To say that runtime is O(1) means that there is a constant c such that the runtime is bounded above by c, independent of the input. For example, returning the first element of an array of n integers is O(1):

int firstElement(int *a, int n) {
    return a[0];
}

But this function is O(1) too:

int identity(int i) {
    if(i == 0) {
        sleep(60 * 60 * 24 * 365);
    }
    return i;
}

The runtime here is bounded above by 1 year, but most of the time the runtime is on the order of nanoseconds.
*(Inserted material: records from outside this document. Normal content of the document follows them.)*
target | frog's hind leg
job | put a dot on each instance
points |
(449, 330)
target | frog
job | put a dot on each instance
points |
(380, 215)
To say that runtime is O(n) means that there is a constant c such that the runtime is bounded above by c * n, where n measures the size of the input. For example, finding the number of occurrences of a particular integer in an unsorted array of n integers by the following algorithm is O(n):

int count(int *a, int n, int item) {
    int c = 0;
    for(int i = 0; i < n; i++) {
        if(a[i] == item) c++;
    }
    return c;
}

This is because we have to iterate through the array inspecting each element one at a time.


O(1) does not necessarily mean "quickly". It means that the time it takes is constant, and not based on the size of the input to the function. Constant could be fast or slow. O(n) means that the time the function takes will change in direct proportion to the size of the input to the function, denoted by n. Again, it could be fast or slow, but it will get slower as the size of n increases.


Here is a simple analogy; Imagine you are downloading movies online, with O(1), if it takes 5 minutes to download one movie, it will still take the same time to download 20 movies. So it doesn't matter how many movies you are downloading, they will take the same time(5 minutes) whether it's one or 20 movies. A normal example of this analogy is when you go to a movie library, whether you are taking one movie or 5, you will simply just pick them at once. Hence spending the same time.

However, with O(n), if it takes 5 minutes to download one movie, it will take about 50 minutes to download 10 movies. So time is not constant or is somehow proportional to the number of movies you are downloading.